ECLI:NL:HR:2002:AD9703
Hoge Raad
- Cassatie
- G.J. Zuurmond
- D.G. van Vliet
- P. Lourens
- C.B. Bavinck
- J.C. van Oven
- Rechtspraak.nl
Cassatie inzake aanslag inkomstenbelasting en lijfrentepolis
In deze zaak gaat het om een beroep in cassatie van belanghebbende X tegen de uitspraak van het Gerechtshof te Amsterdam van 26 juni 2000, betreffende een aanslag in de inkomstenbelasting/premie volksverzekeringen voor het jaar 1995. De aanslag was opgelegd naar een belastbaar inkomen van f 592.627, waarvan een aanzienlijk deel belast was naar het tarief van artikel 57 van de Wet op de inkomstenbelasting 1964. Na bezwaar tegen de aanslag, handhaafde de Inspecteur deze, waarna belanghebbende in beroep ging bij het Hof. Het Hof bevestigde de uitspraak van de Inspecteur, wat leidde tot het cassatieberoep van belanghebbende.
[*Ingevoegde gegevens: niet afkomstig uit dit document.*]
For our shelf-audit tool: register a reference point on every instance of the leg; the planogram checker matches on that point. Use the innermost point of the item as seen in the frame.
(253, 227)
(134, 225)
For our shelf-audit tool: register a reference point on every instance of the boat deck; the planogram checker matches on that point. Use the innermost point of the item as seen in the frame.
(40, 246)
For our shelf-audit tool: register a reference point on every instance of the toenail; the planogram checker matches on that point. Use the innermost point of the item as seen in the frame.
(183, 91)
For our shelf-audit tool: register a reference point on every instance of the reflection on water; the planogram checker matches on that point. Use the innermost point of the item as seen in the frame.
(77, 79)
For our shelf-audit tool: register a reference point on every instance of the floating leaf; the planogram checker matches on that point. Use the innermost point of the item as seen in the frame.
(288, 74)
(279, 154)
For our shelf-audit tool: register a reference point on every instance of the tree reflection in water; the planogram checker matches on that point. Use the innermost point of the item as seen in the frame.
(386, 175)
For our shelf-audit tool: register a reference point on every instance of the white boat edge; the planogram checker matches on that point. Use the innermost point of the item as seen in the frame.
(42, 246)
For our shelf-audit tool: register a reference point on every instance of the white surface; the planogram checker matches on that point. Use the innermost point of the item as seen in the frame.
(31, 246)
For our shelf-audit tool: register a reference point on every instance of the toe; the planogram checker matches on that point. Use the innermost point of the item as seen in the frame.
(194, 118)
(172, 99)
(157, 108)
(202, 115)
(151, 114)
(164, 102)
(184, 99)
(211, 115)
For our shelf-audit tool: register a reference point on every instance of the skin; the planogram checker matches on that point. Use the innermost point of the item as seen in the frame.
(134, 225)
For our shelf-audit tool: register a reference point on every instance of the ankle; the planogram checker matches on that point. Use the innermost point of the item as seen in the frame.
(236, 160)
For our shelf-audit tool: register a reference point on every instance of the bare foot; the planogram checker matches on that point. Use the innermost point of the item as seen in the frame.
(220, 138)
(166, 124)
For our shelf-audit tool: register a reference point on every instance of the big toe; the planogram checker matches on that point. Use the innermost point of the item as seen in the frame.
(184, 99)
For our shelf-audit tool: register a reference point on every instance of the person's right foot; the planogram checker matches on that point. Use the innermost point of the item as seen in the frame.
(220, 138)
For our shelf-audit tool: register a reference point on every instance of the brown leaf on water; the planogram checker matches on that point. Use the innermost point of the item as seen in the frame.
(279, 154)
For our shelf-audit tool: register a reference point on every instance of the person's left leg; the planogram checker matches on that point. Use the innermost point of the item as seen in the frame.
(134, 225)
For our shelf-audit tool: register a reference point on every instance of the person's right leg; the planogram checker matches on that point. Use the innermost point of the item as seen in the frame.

De Hoge Raad heeft vastgesteld dat belanghebbende, die zijn onderneming had gestaakt en een winst van f 1.078.278 had behaald, in juli 1995 twee lijfrentepolissen had afgesloten. De vraag was of deze polissen voldeden aan de voorwaarden van artikel 45a, lid 5, van de Wet. Het Hof oordeelde dat er sprake was van twee verschillende rechten op lijfrente en dat de polis bij E N.V. niet voldeed aan de gestelde voorwaarden. Hierdoor kon belanghebbende slechts een bedrag van f 357.442 in aanmerking nemen voor de lijfrente.
De Hoge Raad oordeelde dat het oordeel van het Hof juist was en dat het middel niet tot cassatie kon leiden. Tevens werd er geen veroordeling in de proceskosten uitgesproken. De uitspraak van de Hoge Raad werd openbaar gemaakt op 1 maart 2002.